Au début de mon récit, j’ose quelque chose vraiment d’iconoclaste, et l’air de rien, ce fut pour moi un vrai dilemme. Je ne suis pas trop amateur des récits, inspirés de la mythologie grecque, qui inventent un peu trop par rapport au matériel initial, qui est déjà incroyablement riche en lui même. C’est pour ça que j’ai fait le choix, stratégie scénaristique comme une autre, de me lover dans les blancs et les non dits pour faire parfois mon opportuniste terrier créatif.

Concernant Oedipe, c’est aussi, un peu, par lassitude de voir toujours le focus, comme une obsession, sur le triste sort du héros qui joue un tour funeste à ses deux parents. Personnellement, j’ai toujours considéré ce récit avec beaucoup de circonspection, car s’il me fascine, c’est davantage dans la raison qui a motivé la création ou le rappel de cette histoire. Alors que dans l’Iliade on parle de la cérémonie funèbre du roi de Thèbes, dans l’Odyssée on évoque la mort du père et la relation (involontairement, c’est important) incestueuse avec la mère… Il y a pour moi une divergence, soudaine, d’une « opinion » sur un personnage renommé. J’ai toujours vu une dimension « politique » dans les oeuvres attribuées à Homère, avec une valorisation, par exemple, de héros à la moralité discutable (la fameuse Metis d’Odysseus/Ulysse qui n’est pas moins que l’apologie de la tromperie mu en principe admirable…). Donc, en créant mon scénario, détaillant l’histoire de Thèbes telle qu’elle est plus ou moins rapportée par les mythologues (et non les historiens), je suis tombé sur cettes congruences (je devrais arrêté d’utiliser ce terme, mais j’aime son son (et je ne bégaie pas) : Créon revient (bien avant Ulysse) et Laodamas comme Thersandre sont contemporains de Diomède, qui lui-même est contemporain de Philoctètes, celui à qui Heraklès confie ses armes avant de mourir.

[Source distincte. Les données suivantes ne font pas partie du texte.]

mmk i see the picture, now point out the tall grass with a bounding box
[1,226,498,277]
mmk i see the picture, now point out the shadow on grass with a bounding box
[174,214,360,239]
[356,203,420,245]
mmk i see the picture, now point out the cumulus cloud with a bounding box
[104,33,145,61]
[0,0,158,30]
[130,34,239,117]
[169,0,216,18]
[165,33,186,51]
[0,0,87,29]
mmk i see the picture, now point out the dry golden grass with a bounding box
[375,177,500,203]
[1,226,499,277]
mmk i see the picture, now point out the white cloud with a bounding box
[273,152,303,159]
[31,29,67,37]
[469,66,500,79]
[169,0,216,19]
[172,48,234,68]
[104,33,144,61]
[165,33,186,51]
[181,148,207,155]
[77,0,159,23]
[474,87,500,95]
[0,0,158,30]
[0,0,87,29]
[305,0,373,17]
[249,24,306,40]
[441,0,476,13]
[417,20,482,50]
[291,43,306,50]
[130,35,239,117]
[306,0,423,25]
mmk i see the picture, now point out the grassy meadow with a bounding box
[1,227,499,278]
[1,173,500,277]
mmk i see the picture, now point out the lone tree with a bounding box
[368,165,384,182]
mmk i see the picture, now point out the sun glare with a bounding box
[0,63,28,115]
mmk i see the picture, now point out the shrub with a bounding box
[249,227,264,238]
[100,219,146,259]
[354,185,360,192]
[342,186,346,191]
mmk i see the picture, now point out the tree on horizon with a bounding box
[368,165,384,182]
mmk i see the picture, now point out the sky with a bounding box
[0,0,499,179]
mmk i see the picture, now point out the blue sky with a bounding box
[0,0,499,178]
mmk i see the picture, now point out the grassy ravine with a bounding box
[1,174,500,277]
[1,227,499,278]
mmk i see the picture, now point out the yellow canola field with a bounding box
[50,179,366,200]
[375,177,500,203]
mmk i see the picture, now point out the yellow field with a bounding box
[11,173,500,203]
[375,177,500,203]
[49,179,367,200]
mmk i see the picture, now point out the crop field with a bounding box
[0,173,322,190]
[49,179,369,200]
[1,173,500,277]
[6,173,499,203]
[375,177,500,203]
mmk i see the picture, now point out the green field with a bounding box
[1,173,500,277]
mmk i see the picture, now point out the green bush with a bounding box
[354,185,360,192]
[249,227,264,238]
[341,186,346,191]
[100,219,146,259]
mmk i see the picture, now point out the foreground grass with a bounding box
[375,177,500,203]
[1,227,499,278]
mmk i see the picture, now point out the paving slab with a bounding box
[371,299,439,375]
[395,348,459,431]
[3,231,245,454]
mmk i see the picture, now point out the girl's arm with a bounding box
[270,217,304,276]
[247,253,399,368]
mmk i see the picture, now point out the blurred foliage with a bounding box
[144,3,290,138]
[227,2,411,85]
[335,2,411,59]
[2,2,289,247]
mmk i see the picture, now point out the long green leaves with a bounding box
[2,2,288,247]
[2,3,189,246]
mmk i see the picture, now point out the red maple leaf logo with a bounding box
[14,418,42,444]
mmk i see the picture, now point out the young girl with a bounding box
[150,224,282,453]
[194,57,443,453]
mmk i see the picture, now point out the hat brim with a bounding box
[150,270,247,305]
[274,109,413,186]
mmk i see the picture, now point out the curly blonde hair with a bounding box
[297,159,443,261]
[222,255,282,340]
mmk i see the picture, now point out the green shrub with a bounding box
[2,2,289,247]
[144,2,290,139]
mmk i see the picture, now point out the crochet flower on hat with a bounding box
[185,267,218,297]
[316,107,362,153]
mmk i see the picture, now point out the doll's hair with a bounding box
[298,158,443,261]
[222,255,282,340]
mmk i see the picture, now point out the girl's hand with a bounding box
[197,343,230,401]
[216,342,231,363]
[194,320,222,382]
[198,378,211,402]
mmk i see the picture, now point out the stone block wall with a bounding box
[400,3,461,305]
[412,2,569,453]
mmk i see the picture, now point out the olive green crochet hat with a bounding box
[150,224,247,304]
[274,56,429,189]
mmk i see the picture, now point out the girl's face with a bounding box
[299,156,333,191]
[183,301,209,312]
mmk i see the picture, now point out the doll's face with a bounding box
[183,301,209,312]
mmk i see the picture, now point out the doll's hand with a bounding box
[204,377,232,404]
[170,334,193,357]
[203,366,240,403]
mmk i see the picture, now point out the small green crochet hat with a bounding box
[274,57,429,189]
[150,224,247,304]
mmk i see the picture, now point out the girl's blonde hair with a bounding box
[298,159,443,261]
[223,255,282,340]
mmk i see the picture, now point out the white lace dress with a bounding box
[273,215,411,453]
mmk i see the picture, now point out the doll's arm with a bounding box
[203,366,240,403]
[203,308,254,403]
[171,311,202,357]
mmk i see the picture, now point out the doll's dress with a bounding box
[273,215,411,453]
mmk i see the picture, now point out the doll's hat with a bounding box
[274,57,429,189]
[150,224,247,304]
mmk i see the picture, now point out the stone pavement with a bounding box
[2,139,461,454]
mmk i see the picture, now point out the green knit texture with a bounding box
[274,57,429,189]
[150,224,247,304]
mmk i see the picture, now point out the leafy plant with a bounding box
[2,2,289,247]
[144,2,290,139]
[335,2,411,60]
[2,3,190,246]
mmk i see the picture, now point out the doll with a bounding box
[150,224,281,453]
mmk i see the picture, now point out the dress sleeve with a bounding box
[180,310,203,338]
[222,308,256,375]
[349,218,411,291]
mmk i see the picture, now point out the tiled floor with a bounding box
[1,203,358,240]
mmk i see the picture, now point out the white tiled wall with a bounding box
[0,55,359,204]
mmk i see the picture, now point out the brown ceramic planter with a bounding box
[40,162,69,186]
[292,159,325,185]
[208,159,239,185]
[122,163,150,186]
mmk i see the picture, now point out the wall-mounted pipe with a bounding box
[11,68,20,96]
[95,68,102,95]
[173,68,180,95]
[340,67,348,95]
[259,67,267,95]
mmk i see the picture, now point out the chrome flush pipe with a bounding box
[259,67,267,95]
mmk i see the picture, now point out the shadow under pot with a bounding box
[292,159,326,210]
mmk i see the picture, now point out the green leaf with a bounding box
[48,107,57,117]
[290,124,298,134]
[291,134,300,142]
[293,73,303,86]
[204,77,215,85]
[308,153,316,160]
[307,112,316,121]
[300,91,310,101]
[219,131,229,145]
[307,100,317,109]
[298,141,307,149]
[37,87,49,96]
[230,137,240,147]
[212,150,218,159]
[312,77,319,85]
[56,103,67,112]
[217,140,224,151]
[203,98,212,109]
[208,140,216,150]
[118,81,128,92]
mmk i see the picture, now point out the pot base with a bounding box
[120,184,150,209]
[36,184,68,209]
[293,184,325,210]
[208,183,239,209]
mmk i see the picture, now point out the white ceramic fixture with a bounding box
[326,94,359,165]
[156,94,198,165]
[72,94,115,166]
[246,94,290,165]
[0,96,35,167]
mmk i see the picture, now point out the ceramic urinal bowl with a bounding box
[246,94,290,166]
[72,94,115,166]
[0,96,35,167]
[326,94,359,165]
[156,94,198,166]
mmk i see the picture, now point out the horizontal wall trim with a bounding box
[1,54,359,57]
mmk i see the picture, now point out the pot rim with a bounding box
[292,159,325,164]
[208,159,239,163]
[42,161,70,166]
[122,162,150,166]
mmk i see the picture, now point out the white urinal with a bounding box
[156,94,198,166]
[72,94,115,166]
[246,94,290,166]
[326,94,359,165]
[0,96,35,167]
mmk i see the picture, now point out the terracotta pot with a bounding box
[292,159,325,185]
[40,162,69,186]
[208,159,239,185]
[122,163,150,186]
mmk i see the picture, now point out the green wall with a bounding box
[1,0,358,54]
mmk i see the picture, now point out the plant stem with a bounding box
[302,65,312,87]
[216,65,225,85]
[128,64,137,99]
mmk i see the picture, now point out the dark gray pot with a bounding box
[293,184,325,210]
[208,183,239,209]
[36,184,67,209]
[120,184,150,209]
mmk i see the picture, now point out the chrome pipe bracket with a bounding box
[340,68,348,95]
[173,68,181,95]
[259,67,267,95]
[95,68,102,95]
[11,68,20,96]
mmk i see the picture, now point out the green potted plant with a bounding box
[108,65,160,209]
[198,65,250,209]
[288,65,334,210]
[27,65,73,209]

J’ai alors été obsédé par ce simple fait… contrairement à un Persée, perdu dans le temps mythologique, Heraklès ne trainait pas loin des héros de la grande guerre contre Troie. Il était logique, alors, de plus en voyant revenir, encore, le personnage de Créon, de résister à la tentation comme l’invite Oscar Wilde, soit à y céder.

En écrivant ces mots ce matin, je suis encore fasciné par la proximité d’Heraklès au niveau chronologique. Car ça ramène ces légendes, ces mythes, dans un espace de temps et de lieu finalement très condensé. Mais je me suis toujours dit que mon idée allait provoquer au mieux un haussement d’épaules des amateurs de mythologie, au pire leur indignation. Pourtant, c’est pour moi l’un des avantages mésestimés de ces récits, soit la possibilité de les relier entre eux pour trouver de nouvelles synergies, de nouvelles logiques, de nouvelles histoires. Et si la parenté que j’ai créée entre les deux héros dans le premier volume des Cycles d’Ouranos peut légitimement susciter le doute (mais je préférerai l’amusement), il n’en reste pas moins qu’il y a un mystère à élucider concernant la présence des parents d’Heraklès à Thèbes, sous l’une des deux régences, je penche pour la seconde, de Créon.